788 名前: 496 投稿日:2005/03/26(土) 23:44 ID:OwL1Q6tc
ジュノに戻ってからは今までが嘘のような毎日だった。
モンスターは歌に無頓着になり
喉を潤してもエレは何食わぬ顔。
俺は・・・声の出る限り、弦を弾く指が擦り切れる位に歌った。
プレリュードから始まり、勇ましくメヌエットを歌う。
煌びやかにマドリガルを奏で、リズミカルにマーチを弾く。
荘厳にレクイエムを悼み、そして戦闘のフィナーレ。
俺に休む時間は無い、いや 休む時間すら惜しいというのが正しいかもしれない。
傷ついたメンバーにピーアンを披露する。
そしてあの時、パーティの心得と同時に得たもの 『魔道士のバラード』

そう、パーティを組んだ瞬間から俺の舞台は始まっている。
その聴衆の多寡は問題ではない。
今、この瞬間を力一杯歌うこと、それ以上でも以下でもない。



そんなある日、ふと街を見渡すと同業者が多いことに気づいた。
いや同業者だから気づいたというべきだろうか。
皆巧みに変装してそれとわからないようにしている。
俺も今となってはそれなりに名前が売れ出して
ストーカー紛いに遭遇したこともある。
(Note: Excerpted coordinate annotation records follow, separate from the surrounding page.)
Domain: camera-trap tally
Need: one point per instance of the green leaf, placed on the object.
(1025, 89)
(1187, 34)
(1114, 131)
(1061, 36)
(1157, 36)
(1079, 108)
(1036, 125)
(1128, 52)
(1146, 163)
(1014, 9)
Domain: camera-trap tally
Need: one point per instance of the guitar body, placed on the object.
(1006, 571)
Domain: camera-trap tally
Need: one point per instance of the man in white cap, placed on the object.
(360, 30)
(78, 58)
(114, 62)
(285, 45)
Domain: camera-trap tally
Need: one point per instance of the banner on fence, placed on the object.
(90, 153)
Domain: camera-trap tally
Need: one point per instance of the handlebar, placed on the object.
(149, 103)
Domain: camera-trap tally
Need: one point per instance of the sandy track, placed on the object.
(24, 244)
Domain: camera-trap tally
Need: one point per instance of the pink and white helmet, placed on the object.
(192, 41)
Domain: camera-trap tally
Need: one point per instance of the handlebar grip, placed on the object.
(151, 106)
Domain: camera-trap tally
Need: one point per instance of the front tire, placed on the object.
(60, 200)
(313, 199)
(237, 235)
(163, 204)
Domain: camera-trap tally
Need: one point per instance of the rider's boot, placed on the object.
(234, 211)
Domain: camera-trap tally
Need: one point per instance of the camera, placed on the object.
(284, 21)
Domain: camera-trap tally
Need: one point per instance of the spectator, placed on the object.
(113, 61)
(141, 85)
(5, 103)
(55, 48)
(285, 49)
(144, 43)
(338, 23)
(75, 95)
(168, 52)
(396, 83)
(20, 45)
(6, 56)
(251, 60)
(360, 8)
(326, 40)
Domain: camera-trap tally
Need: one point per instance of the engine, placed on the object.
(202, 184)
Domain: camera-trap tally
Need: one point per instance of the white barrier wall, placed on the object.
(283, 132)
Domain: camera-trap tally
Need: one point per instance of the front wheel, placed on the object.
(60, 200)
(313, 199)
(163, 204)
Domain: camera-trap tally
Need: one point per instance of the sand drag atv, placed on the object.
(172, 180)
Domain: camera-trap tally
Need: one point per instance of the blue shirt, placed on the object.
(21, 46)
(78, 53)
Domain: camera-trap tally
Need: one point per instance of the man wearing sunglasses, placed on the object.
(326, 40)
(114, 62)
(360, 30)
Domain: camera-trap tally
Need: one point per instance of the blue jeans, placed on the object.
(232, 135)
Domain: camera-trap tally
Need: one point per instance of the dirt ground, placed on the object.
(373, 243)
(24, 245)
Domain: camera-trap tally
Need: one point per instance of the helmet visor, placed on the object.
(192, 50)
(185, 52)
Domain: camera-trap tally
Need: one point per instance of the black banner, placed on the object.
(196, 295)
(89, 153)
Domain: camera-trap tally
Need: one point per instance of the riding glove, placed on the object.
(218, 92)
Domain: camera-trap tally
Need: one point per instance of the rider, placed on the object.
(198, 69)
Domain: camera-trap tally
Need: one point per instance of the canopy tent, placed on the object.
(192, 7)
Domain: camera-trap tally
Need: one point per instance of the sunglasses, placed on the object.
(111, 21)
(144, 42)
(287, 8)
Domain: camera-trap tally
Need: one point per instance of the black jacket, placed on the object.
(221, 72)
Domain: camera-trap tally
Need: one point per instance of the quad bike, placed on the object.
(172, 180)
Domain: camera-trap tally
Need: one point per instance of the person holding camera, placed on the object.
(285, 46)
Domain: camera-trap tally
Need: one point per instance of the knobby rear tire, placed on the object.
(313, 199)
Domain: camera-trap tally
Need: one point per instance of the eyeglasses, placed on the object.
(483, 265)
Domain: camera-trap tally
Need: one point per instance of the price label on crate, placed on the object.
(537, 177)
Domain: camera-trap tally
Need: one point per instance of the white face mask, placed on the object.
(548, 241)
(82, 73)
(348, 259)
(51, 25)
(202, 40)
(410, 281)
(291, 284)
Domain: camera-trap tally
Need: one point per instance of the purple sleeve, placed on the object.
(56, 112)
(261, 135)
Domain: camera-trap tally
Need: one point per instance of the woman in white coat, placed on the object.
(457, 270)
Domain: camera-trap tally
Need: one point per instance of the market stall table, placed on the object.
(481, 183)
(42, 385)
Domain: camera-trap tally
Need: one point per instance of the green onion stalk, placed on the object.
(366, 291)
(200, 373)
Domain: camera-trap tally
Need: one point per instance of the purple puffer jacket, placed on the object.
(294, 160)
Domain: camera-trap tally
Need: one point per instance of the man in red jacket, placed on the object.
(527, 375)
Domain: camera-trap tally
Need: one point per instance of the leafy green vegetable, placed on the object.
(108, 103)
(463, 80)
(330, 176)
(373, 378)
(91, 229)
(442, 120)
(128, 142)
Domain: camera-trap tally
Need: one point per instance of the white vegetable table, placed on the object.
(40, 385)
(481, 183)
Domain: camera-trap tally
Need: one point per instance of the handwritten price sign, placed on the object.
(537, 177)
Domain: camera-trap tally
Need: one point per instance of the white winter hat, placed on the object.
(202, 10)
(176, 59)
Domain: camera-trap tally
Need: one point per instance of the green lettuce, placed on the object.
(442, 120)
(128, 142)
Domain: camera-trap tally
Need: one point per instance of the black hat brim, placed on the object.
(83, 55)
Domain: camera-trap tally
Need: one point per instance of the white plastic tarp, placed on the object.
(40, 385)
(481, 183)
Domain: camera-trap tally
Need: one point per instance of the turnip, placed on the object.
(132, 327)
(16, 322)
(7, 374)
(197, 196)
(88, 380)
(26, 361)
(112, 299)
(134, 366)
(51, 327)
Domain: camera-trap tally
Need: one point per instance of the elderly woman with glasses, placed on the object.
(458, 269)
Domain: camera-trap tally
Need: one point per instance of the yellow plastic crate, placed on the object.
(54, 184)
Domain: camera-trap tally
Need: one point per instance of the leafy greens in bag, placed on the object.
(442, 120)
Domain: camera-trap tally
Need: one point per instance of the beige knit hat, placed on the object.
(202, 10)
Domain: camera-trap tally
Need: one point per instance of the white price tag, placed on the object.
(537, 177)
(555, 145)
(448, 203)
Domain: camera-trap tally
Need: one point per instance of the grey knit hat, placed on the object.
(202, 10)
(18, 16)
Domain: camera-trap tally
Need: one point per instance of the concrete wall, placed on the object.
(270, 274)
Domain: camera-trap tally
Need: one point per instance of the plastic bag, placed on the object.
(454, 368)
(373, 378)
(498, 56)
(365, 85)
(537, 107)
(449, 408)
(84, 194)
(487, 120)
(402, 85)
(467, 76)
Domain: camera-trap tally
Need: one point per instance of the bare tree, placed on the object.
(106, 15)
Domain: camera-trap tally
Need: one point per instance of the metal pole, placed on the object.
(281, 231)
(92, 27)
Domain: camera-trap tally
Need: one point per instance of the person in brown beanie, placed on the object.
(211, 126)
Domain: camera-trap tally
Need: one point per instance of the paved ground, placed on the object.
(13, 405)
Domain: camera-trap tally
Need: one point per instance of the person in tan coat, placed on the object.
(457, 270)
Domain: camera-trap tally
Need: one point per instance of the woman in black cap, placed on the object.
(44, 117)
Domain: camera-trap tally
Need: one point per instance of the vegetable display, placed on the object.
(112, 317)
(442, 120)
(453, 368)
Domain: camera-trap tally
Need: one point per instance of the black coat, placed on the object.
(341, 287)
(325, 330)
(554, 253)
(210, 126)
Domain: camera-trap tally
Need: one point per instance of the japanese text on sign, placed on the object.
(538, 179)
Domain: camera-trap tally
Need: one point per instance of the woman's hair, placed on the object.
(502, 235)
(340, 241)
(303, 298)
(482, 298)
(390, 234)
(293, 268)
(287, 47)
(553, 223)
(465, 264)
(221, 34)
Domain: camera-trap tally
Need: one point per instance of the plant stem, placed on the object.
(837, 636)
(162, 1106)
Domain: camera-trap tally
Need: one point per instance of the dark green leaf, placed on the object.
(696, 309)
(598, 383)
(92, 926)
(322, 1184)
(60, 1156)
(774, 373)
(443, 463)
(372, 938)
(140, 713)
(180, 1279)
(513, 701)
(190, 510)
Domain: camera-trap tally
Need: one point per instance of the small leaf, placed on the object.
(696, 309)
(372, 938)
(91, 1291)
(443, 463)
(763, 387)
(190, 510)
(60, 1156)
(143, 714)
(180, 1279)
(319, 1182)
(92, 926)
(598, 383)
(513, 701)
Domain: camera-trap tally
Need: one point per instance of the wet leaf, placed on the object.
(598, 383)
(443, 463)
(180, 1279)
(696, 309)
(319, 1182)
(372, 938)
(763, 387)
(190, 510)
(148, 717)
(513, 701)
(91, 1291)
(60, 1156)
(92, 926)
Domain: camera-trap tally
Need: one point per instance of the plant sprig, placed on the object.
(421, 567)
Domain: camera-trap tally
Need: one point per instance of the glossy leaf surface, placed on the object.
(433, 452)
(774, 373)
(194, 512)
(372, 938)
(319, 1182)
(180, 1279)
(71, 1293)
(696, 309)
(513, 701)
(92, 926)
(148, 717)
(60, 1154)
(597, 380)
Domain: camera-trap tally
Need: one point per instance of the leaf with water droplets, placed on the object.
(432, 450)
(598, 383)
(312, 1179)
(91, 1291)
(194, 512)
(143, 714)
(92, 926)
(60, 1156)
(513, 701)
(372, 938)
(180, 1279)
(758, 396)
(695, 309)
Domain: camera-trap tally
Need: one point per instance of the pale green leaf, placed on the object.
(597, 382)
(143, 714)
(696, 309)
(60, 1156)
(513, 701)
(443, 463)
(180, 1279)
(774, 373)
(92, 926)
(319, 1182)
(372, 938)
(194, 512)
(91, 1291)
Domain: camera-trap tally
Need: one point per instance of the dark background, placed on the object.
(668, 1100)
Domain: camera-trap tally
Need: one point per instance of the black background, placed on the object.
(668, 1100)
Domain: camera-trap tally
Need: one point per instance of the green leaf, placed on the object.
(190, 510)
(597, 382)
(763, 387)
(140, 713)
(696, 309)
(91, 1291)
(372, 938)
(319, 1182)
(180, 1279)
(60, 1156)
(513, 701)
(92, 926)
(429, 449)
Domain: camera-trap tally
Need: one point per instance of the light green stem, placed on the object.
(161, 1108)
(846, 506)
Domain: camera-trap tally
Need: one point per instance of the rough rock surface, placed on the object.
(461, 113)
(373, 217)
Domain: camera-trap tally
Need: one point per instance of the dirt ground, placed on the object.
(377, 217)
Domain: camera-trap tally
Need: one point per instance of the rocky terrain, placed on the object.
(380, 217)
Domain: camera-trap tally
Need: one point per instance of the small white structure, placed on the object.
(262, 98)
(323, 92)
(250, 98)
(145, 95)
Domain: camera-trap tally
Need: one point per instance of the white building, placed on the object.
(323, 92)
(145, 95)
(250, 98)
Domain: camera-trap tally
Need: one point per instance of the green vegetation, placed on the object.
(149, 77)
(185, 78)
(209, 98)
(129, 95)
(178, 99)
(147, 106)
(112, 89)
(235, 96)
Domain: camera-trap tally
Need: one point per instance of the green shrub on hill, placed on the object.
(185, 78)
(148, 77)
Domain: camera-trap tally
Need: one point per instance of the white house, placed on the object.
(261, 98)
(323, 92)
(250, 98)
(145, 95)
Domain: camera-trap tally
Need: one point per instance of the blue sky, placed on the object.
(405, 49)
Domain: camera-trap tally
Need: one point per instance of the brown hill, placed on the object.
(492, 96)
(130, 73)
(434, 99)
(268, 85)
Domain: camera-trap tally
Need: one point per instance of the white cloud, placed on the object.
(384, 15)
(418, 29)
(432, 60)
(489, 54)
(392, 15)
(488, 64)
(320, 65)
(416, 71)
だからだろう、わからない話ではない。
しかしアイドルグループじゃあるまいし人気だけでやっていけるのか?
 「舞台演出はギルがかかってるかもしれないが・・・」
若いポッと出が次々と脚光を浴びていくのを嫉妬していたのかもしれない。

かつてみた華々しさや晩餐会は一握りの詩人しか立てない舞台だったのだ。
田舎者ががんばった処でどうにもならない・・・そうも思えてきた。
今は大御所と呼ばれて有名無実の生活を送っている。
かつてのように舞台に立つこともめっきり少なくなった。

 「耳を傾けてくれる心があるのはありがたい・・・。」
演目は『乙女のヴィルレー』、観客はClipper。
染入るように聴いているClipper。
野外ライブも立派な舞台だ。
しかし そこで気が付いてしまった。
俺も含めてみんな誰かの歌の真似なんじゃないかと。
オリジナルは一曲もないんじゃないかと。
Clipperはそんな俺をじっと見つめている。

 「詩・・・書いてみようかな・・・。田舎者らしくブルースなんかを・・・さ。」
そう思ったら急に故郷が懐かしくなってきた。
 「帰ってみるかな、故郷ってとこに。 親父とお袋、元気かな・・・?」
かばんの中には黄色く変色した呪符デジョンが入っていた。